Il Presidente del Consiglio dei ministri aveva impugnato alcune disposizioni della legge della Regione Friuli-Venezia Giulia n. 25/2004 (Interventi a favore della sicurezza e dell’educazione stradale), contestando che alcune previsioni — come il coordinamento delle forze di polizia regionali, la partecipazione di organi statali a un organismo regionale e il rafforzamento dei controlli sui veicoli — invadessero competenze riservate allo Stato in materia di ordine pubblico e sicurezza (art. 117, secondo comma, lett. h e g, Cost.). Prima della decisione di merito, la Regione aveva modificato e abrogato le norme contestate con la legge n. 16/2005.

La questione di legittimità costituzionale

Norme impugnate: artt. 1, comma 2, lett. d), 2, comma 3, lett. c) ed e), 4, comma 3, lett. e), f) e m) della legge Regione Friuli-Venezia Giulia n. 25/2004. Parametro: art. 117, secondo comma, lett. g) e h), della Costituzione. Rimettente: Presidente del Consiglio dei ministri in via principale.

La decisione della Corte

La Corte dichiara estinto il processo, ai sensi dell’art. 25 delle norme integrative per i giudizi davanti alla Corte stessa. La rinuncia al ricorso da parte del Governo, seguita dall’accettazione della Regione resistente, comporta di diritto l’estinzione del processo, senza che la Corte debba pronunciarsi nel merito.

Il principio

Nei giudizi in via principale dinanzi alla Corte costituzionale, la rinuncia al ricorso da parte del ricorrente, accettata dalla controparte, estingue il processo. La Corte non ha competenza a decidere il merito una volta intervenuta la rinuncia bilateralmente accettata.

Domande e risposte

Perché il Governo ha rinunciato al ricorso?

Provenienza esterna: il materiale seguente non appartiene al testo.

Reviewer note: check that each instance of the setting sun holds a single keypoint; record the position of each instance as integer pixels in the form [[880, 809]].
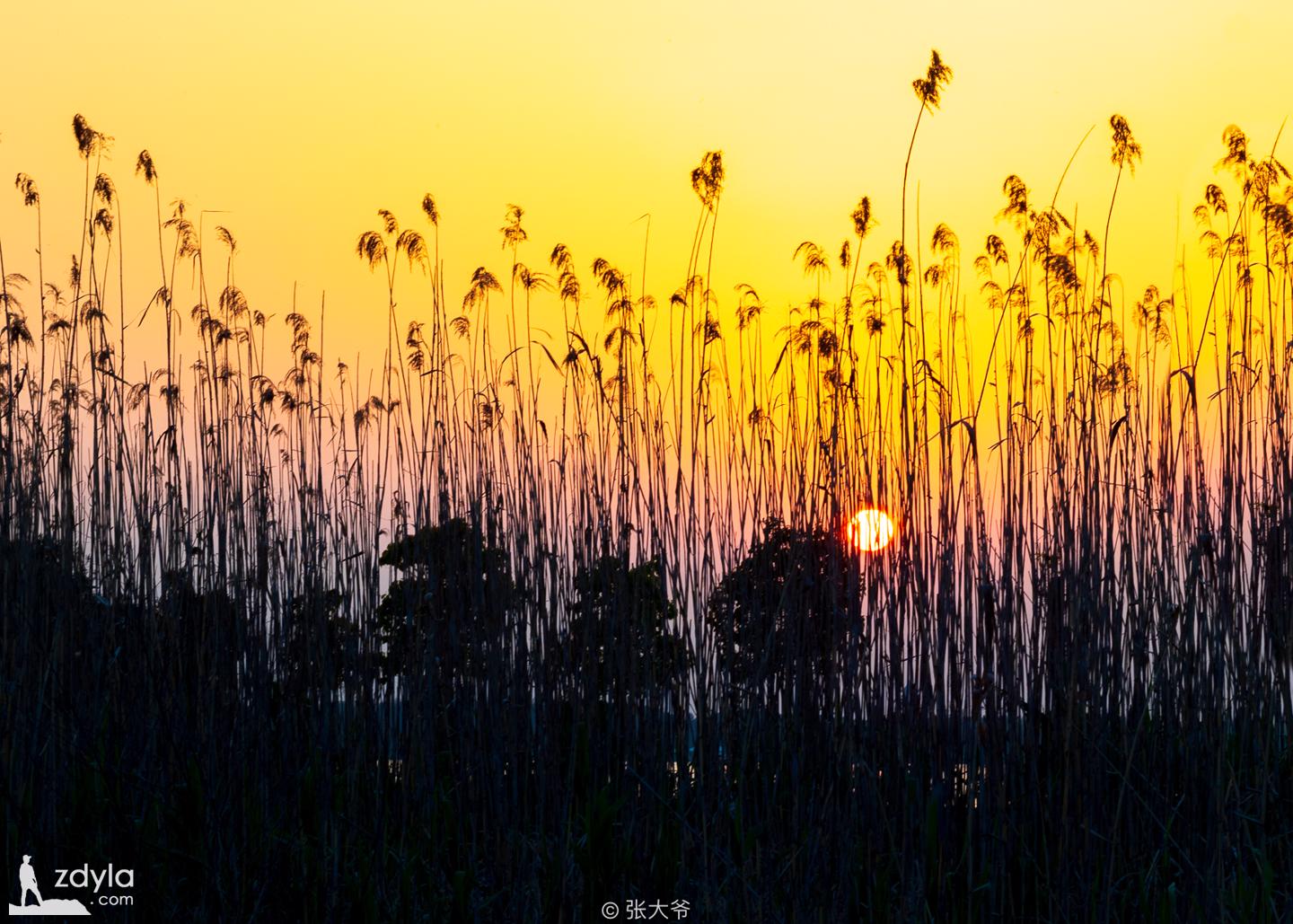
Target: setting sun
[[870, 530]]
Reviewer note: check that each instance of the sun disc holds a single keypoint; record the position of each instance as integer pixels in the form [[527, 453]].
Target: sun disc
[[870, 530]]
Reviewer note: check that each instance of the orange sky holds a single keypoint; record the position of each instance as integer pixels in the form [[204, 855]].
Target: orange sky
[[299, 120]]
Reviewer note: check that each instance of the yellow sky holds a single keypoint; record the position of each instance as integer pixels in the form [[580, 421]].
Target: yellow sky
[[299, 120]]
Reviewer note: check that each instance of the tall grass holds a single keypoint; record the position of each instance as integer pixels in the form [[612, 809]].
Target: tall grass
[[525, 624]]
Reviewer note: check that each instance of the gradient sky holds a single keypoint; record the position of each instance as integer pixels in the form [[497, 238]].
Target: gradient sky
[[299, 120]]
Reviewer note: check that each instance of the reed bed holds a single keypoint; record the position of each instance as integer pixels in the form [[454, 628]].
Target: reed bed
[[516, 626]]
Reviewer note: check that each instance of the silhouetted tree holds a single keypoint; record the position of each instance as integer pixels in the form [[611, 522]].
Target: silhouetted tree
[[447, 612], [617, 641], [787, 617]]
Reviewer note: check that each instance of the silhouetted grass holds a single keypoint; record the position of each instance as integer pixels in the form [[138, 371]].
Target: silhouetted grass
[[567, 620]]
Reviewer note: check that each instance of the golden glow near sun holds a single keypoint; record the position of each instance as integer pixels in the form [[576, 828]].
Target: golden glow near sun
[[870, 530]]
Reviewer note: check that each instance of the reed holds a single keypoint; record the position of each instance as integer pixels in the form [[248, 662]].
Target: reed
[[523, 632]]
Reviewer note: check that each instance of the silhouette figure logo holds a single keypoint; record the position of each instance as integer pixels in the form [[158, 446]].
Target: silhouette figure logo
[[62, 908]]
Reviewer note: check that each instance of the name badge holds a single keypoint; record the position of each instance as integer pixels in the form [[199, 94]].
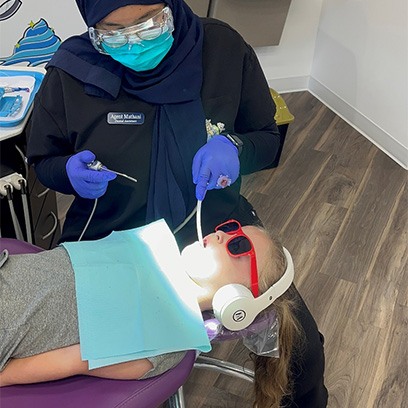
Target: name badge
[[125, 118]]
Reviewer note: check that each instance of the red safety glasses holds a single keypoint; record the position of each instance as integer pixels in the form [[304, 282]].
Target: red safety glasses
[[240, 245]]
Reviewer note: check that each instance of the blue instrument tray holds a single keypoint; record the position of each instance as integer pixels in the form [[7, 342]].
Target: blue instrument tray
[[15, 106]]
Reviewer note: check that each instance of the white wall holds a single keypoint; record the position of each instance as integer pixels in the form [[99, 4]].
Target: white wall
[[353, 55], [288, 65], [360, 68]]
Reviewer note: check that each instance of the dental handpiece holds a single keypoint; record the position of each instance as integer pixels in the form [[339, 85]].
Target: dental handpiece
[[98, 166], [198, 223]]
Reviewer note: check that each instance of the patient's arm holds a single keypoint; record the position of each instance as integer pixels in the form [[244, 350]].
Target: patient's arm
[[65, 362]]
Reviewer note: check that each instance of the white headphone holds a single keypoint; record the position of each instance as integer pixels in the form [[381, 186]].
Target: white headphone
[[236, 307]]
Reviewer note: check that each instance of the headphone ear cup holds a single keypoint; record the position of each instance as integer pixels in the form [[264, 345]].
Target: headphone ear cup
[[233, 306]]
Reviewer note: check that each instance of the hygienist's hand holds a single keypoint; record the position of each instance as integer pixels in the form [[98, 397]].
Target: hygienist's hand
[[215, 165], [86, 182]]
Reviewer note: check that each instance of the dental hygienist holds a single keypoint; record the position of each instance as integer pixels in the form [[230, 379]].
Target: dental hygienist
[[177, 102]]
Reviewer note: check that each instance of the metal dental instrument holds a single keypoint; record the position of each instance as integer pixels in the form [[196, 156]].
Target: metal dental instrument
[[97, 165], [198, 223]]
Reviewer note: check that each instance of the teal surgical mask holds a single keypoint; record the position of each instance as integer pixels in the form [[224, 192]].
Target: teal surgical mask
[[144, 55]]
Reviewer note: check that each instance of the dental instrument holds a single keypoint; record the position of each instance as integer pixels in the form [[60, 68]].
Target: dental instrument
[[198, 223], [97, 165]]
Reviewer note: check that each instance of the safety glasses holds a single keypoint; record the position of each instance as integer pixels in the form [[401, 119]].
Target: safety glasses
[[240, 245], [148, 30]]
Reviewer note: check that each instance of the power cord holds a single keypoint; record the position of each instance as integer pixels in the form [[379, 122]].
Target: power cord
[[20, 183], [6, 190], [89, 220]]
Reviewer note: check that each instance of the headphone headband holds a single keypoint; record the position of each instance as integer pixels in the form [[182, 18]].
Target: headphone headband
[[279, 287], [235, 306]]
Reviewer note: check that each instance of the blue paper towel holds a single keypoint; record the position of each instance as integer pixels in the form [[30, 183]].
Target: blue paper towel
[[134, 299]]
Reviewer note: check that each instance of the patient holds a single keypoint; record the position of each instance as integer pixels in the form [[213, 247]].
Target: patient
[[38, 292]]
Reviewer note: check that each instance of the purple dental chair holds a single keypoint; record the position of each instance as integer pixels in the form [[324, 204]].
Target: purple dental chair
[[92, 392]]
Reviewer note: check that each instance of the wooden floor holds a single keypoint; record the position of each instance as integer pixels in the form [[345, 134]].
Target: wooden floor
[[340, 206]]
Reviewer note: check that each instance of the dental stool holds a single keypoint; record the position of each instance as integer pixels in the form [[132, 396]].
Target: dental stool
[[93, 392]]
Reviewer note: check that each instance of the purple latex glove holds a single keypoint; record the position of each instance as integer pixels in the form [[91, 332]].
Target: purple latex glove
[[86, 182], [215, 165]]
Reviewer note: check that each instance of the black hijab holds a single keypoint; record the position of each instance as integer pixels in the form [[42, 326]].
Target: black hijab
[[174, 86]]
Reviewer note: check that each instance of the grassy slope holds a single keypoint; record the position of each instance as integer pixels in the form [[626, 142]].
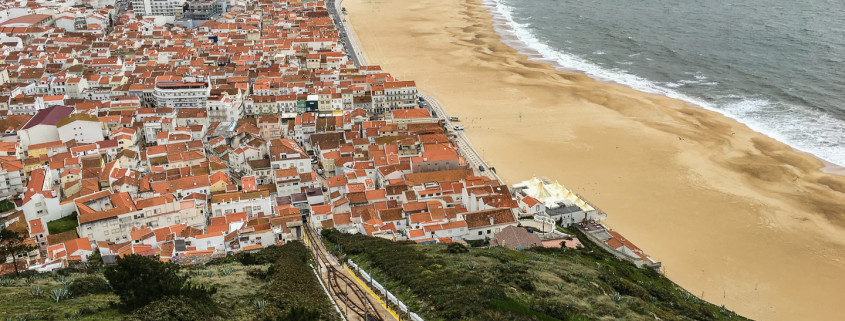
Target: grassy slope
[[543, 284], [238, 287], [62, 225]]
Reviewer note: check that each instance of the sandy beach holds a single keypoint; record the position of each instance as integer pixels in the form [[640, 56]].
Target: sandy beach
[[736, 217]]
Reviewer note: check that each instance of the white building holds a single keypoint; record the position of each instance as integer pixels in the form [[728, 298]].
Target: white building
[[253, 203], [83, 128], [181, 94], [41, 128], [41, 201], [558, 202], [171, 8], [286, 153]]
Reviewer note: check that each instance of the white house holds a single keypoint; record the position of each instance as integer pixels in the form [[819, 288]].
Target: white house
[[83, 128]]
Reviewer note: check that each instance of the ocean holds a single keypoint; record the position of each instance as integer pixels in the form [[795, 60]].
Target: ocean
[[777, 66]]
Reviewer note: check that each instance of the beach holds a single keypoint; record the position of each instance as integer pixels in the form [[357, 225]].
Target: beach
[[736, 217]]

Perché la Regione aveva nel frattempo adottato la legge n. 16/2005 che abrogava o modificava tutte le disposizioni contestate, eliminando i profili di illegittimità lamentati dallo Stato. Il ricorso aveva così perso il suo oggetto pratico.

La Regione poteva non accettare la rinuncia?

Sì. L’accettazione della controparte è necessaria perché il giudizio di costituzionalità ha rilevanza pubblicistica e non è nella piena disponibilità del solo ricorrente. Se la Regione avesse ritenuto di voler ottenere una pronuncia di merito — per esempio per chiarire i limiti delle proprie competenze — avrebbe potuto rifiutare la rinuncia.

Quali erano i profili costituzionali in gioco?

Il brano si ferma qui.